Improvements Through Rollout Correction
Utilizing rollout correction has shown to improve gradient norms and lead to more stable performance when compared to training runs that do not incorporate this correction method. This stability is crucial for achieving reliable training outcomes, enabling the model to adapt efficiently to unforeseen challenges during execution.
Why This Matters
Enhancements in FlashAttention v3
By applying fixes in the FlashAttention v3 technique, researchers observed faster convergence for the GPT-OSS-20B model across various reinforcement learning tasks. This advancement suggests that continuous improvements in model architectures can significantly impact performance. Understanding these enhancements may lead to the development of new methodologies in training other models.

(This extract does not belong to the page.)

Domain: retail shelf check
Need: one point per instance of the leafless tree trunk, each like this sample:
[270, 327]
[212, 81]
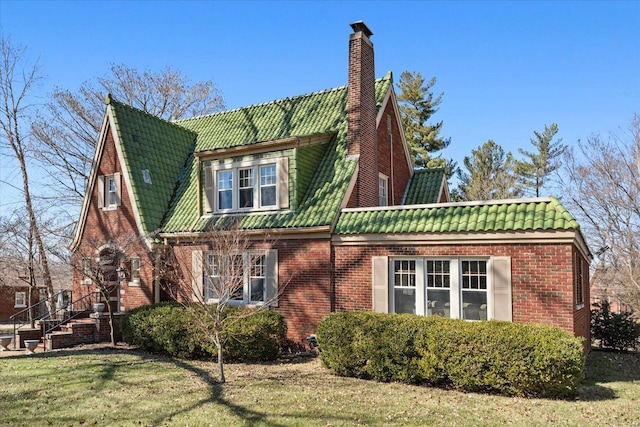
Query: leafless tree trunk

Impacts on Reinforcement Learning
The implications of these findings extend beyond just GPT-OSS and touch on broader aspects of reinforcement learning. Successful implementation of agentic RL methods could potentially revolutionize how AI systems interact with and learn from their environments. By creating frameworks that better mimic real-life decision-making, future iterations of models may achieve higher efficiency and adaptiveness.
FAQ
What is agentic reinforcement learning?
Agentic reinforcement learning (RL) is a method that optimizes decision-making processes by learning from direct environmental interactions.
How does training differ for GPT-OSS?
GPT-OSS employs agentic RL techniques, focusing on iterative updates and rollout corrections to stabilize training outcomes.